Organização por cartões

bulletin board, laptop, computer

Cada escritora tem um processo único de organização. Enquanto algumas são apaixonadas por planilhas, outras apostam em esquemas e algumas, como eu, gostam de cartões. A técnica de cartões é bastante utilizada nas salas de roteiros de cinema, mas pode funcionar perfeitamente para a literatura.

Neste post, vou comentar um pouco do processo criativo do meu segundo romance (a ser publicado daqui a alguns meses pela DBA). A princípio, tudo foi um pouco caótico, mas os padrões e a lógica interna do processo apareceram com mais clareza quando olhei para trás e analisei os rastros que eu tinha deixado.

Como o livro é constituído de numerosos breves capítulos, o encadeamento das cenas foi uma preocupação fundamental na arquitetura do romance. Eu temia que o texto ficasse sem coesão, então busquei uma forma de trabalhar a fragmentação mantendo uma experiência de leitura bem organizada.

Outro fator que me atrapalhava é que o processo de escrita não se deu em ordem cronológica: quer dizer, eu podia escrever hoje uma cena do terceiro ato e amanhã escrever uma das cenas iniciais do enredo. Mas me ajudava o fato de que a história tinha começo, meio e fim, e essa linha do tempo estava sempre muito clara na minha cabeça.

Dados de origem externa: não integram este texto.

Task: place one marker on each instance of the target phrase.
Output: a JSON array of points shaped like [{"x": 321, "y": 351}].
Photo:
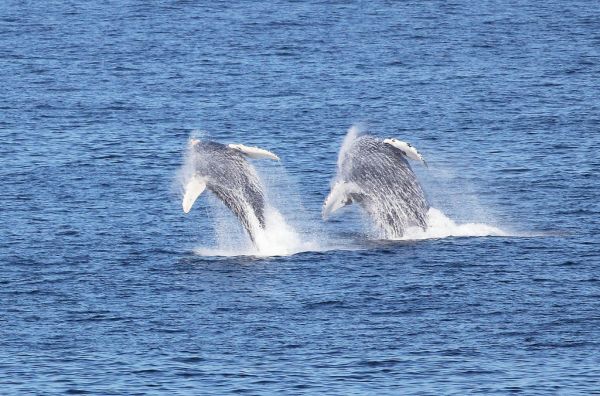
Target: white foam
[{"x": 441, "y": 226}]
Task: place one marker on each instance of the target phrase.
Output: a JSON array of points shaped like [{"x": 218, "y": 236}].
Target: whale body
[
  {"x": 375, "y": 173},
  {"x": 224, "y": 171}
]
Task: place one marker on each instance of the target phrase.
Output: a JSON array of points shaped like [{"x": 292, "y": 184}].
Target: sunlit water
[{"x": 107, "y": 287}]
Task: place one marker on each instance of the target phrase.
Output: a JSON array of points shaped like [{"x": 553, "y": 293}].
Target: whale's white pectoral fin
[
  {"x": 254, "y": 152},
  {"x": 338, "y": 198},
  {"x": 407, "y": 149},
  {"x": 193, "y": 189}
]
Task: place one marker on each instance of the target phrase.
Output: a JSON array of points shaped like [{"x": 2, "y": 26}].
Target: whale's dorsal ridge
[
  {"x": 254, "y": 152},
  {"x": 406, "y": 148},
  {"x": 193, "y": 189}
]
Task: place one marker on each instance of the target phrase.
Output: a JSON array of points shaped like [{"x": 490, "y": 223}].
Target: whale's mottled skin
[
  {"x": 224, "y": 170},
  {"x": 377, "y": 176}
]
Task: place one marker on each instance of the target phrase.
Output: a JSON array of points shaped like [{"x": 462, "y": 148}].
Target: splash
[
  {"x": 441, "y": 226},
  {"x": 277, "y": 238}
]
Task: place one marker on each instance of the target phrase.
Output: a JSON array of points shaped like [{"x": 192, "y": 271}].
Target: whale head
[{"x": 406, "y": 148}]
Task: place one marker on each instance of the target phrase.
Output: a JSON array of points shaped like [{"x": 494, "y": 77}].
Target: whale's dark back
[
  {"x": 233, "y": 180},
  {"x": 388, "y": 188}
]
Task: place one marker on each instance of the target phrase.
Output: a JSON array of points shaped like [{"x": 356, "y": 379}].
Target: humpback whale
[
  {"x": 224, "y": 171},
  {"x": 375, "y": 173}
]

Se olho agora para a sequência de fotos do painel de cenas que construí colado à minha parede, percebo movimentos de criação que não tinham sido planejados, mas que foram sem dúvida resultado dessa clareza da trama.

Depois de terminada a escrita, vi como a narrativa foi inchando de maneira mais ou menos uniforme, pois os cartões das extremidades das linhas horizontais se mantiveram (à exceção de um) no mesmo lugar. Muitos dos pontos-chave da história já estavam no seu lugar desde o início, tendo se deslocado poucas posições para os lados. Alguns poucos cartões foram removidos, deixando alguns espaços em branco. Ou seja, mesmo sem eu ter percebido, já tinha pronta a “planta baixa” dos pilares da narrativa. As maiores mudanças ocorreram na última linha, na qual foram alterados os acontecimentos do fim da história.

Claro que esse sistema de cartões não é invenção minha nem é novidade. Vladimir Nabokov foi um notório metódico, conhecido por organizar todos seus romances em pequenos cartões antes de escrever a primeira linha. Segundo a Paris Review, Nabokov diz que “o padrão da coisa precede a coisa. Eu preencho as lacunas das palavras cruzadas em qualquer ponto de minha escolha. Esses pedaços eu escrevo em cartões até que o romance esteja pronto”. Não tive tanto planejamento, como se vê pela transformação dos cartões, mas eu sabia onde queria chegar antes de colocar qualquer ideia no papel.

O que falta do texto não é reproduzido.